Voat: What Went Wrong - djsumdog
https://battlepenguin.com/tech/voat-what-went-wrong/
======
Crinus
IMO what _really_ went wrong with Voat was that it was simply not very
different from Reddit - the same issues Reddit has with the way it works and
the way discussions are handled exist with Voat. The main difference between
the two is the people but outside of that they're practically the same
centralized, voting-based, hierarchical discussion subforums where discussions
are (for all practical purposes) arbitrarily moved up and down and over time
away from the viewers' eyes (unlike, e.g., a traditional forum where a thread
can be active for months or even years - though that has issues of its own if
you are not an active participant).

So at the end of the day it all came down to the people. When Voat first came
out i made an account there to see if things will be better, but of course
nobody outside those who were forced out of Reddit went to Voat and those were
a tiny minority.

"Everyone" was (and is) still on Reddit, so i just stick to where "everyone"
is to see new stuff and read what "everyone" things about matters. I remember
being out with a friend and Voat was brought up - he also made an account and
he also had the same thoughts: "nobody" was on Voat, so he stayed with Reddit.

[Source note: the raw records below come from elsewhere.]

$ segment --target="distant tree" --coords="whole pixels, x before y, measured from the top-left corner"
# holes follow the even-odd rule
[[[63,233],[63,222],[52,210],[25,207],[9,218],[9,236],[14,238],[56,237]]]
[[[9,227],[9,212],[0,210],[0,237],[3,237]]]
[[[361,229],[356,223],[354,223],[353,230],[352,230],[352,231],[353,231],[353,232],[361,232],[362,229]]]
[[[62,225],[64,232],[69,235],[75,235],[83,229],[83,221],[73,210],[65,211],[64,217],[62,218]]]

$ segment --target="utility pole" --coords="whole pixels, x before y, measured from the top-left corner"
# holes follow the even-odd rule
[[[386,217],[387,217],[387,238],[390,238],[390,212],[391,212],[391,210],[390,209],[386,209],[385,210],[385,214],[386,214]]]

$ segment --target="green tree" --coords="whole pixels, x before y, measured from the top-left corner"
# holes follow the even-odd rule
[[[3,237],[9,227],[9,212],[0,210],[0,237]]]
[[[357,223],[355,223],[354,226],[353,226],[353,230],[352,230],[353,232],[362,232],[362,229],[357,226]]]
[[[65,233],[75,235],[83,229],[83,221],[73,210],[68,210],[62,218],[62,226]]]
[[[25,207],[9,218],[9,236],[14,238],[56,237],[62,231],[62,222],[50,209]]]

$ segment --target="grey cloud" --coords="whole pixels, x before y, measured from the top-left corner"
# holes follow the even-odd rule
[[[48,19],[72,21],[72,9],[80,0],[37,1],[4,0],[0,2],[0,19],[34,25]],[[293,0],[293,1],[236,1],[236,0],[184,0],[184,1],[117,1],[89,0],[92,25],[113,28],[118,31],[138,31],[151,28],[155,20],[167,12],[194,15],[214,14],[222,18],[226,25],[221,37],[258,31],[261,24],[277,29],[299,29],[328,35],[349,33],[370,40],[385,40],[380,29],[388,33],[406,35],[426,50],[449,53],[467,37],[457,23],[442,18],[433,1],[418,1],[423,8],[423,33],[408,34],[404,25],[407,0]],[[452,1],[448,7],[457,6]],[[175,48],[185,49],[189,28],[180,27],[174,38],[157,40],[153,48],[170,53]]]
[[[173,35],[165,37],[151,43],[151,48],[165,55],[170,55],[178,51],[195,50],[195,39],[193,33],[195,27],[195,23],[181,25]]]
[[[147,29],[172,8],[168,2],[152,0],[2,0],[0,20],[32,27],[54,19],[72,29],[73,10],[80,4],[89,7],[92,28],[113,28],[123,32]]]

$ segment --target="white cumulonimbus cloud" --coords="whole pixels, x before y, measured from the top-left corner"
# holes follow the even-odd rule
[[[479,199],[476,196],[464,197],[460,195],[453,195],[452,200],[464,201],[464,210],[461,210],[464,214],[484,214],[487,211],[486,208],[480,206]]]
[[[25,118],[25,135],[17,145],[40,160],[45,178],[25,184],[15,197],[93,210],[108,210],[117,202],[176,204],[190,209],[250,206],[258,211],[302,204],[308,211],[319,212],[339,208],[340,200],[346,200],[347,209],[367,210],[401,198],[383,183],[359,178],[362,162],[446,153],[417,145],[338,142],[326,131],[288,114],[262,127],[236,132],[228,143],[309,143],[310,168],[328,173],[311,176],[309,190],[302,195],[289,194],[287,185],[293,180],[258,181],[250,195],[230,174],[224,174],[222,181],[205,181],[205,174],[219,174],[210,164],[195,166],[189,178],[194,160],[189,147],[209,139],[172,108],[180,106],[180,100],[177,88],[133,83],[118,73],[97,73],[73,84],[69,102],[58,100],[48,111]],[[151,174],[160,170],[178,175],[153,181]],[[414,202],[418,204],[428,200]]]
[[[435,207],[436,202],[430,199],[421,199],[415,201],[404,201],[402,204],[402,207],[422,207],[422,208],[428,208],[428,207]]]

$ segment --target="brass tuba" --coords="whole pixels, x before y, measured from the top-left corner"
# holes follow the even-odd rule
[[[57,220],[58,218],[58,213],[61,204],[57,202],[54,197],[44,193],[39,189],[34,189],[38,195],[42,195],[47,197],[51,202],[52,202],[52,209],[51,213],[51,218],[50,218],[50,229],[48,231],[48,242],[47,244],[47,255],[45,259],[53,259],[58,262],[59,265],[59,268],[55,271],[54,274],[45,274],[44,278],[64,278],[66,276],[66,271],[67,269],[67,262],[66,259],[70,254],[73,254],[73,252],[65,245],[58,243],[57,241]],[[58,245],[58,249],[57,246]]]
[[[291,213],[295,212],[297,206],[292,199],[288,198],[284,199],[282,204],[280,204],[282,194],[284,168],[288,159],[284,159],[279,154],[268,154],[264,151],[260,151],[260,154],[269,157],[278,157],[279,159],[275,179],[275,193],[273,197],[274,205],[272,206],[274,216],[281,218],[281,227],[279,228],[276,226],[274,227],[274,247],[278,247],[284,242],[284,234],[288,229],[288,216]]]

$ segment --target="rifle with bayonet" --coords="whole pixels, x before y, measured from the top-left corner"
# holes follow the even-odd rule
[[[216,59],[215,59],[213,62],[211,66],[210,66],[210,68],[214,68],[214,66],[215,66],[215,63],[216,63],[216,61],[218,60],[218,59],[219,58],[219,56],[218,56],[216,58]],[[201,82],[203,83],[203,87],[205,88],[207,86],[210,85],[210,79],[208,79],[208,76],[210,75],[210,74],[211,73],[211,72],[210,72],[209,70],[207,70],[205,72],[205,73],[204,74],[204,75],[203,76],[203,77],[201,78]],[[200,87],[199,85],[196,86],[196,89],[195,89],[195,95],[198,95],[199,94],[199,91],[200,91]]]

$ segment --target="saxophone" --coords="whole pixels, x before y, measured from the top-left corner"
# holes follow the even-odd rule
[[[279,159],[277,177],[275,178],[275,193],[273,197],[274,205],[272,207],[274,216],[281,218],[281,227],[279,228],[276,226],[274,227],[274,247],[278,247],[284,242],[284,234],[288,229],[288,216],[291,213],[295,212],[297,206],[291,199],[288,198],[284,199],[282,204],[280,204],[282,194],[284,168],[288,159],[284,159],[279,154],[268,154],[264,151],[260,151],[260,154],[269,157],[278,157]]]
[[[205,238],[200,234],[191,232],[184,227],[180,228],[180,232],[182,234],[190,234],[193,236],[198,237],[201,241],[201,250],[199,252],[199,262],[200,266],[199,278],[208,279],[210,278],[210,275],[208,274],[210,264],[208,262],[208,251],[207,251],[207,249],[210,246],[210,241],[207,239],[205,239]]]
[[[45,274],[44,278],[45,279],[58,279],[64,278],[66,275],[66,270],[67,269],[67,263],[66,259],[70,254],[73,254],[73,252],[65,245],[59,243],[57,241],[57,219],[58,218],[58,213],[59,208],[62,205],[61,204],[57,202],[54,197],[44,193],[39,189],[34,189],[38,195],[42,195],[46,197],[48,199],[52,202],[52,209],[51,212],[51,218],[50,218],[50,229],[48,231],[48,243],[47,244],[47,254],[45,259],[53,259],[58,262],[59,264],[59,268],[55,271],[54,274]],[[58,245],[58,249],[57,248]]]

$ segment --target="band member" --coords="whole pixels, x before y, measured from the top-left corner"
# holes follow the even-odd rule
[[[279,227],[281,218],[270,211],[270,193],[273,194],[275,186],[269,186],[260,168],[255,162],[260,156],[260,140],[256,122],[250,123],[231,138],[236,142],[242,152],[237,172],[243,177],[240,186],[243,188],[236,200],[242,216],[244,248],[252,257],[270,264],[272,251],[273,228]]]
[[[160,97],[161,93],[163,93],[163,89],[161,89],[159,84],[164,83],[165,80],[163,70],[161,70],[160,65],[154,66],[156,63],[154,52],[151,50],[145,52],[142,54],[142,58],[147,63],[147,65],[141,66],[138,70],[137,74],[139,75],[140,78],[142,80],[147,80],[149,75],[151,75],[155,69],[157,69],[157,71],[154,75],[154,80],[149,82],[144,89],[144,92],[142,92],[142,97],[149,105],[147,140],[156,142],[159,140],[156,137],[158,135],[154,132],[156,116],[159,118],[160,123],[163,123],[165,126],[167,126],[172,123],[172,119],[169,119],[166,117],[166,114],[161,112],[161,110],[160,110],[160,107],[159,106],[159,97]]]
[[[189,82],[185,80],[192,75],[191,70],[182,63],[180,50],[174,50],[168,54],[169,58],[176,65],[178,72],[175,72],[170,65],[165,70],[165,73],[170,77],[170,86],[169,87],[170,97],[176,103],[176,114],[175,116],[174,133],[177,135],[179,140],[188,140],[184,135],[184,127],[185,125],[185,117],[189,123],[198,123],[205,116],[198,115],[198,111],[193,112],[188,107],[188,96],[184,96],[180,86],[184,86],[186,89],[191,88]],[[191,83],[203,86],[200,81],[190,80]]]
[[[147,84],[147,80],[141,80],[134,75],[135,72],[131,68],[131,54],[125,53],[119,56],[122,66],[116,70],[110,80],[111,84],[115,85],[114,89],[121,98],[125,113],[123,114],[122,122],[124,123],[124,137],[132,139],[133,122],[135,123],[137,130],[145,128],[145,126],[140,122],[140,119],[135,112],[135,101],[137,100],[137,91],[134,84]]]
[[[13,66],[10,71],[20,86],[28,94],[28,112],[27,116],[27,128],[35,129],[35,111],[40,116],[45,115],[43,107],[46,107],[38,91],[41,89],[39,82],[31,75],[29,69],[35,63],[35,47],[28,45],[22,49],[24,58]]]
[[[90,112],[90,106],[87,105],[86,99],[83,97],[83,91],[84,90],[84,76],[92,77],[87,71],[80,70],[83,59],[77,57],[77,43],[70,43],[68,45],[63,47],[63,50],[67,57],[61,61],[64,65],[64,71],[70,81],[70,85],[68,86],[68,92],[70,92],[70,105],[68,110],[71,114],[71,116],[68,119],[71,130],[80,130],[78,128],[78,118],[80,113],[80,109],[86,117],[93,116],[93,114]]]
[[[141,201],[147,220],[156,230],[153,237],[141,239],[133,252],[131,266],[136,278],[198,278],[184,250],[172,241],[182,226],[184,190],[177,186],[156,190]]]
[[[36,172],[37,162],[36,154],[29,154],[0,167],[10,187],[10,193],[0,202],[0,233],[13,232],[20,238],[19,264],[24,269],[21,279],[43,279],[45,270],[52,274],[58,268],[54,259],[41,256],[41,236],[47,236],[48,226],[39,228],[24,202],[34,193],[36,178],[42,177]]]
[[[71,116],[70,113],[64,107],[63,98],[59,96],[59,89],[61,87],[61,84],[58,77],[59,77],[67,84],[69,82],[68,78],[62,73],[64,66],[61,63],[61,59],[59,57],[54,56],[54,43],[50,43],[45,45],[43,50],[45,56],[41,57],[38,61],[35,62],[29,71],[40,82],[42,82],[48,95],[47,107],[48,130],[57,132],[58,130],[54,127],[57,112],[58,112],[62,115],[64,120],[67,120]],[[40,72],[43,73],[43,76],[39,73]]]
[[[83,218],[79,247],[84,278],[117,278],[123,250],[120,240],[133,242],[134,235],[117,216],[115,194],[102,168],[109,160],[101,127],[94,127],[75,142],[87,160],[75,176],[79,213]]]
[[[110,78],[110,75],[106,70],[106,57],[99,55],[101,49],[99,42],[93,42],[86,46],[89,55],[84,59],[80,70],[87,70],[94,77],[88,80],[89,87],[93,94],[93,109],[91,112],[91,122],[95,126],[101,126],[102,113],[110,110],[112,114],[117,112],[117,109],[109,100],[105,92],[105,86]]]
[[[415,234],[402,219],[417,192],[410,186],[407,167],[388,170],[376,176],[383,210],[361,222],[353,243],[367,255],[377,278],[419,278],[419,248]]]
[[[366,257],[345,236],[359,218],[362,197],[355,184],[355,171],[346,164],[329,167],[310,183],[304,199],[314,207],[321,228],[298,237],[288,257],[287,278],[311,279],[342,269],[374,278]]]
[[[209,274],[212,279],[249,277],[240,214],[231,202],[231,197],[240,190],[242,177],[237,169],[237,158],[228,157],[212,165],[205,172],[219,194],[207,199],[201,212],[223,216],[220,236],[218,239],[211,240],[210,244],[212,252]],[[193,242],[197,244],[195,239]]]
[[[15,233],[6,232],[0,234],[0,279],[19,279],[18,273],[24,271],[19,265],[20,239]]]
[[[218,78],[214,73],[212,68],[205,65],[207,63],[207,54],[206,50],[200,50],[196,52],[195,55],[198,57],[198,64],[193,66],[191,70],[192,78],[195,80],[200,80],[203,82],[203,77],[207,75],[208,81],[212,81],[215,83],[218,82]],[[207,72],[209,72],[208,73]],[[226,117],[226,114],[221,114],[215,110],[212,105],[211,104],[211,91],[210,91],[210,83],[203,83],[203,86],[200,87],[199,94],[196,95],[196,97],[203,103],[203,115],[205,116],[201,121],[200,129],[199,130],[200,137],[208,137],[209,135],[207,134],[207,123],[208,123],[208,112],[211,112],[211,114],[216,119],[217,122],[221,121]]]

Often when it comes to Voat and similar sites people point out the hate
communities, etc, but really those only happen because most people who are on
Reddit simply see no reason to move anywhere else. If everyone (or at least
the large majority) moved (or also participated) on Voat then the hate groups
would be the same tiny minority that they were on Reddit.

But they did not move because there was no reason to move, Voat simply didn't
provide much of a difference to Reddit.

(and no i do not think that being decentralized or whatever antithesis to the
comparisons i made at the beginning of this comment would be a reason for
everyone on Reddit to move - i don't know what would make people do such a
move. If i knew i'd build it and be a millionaire).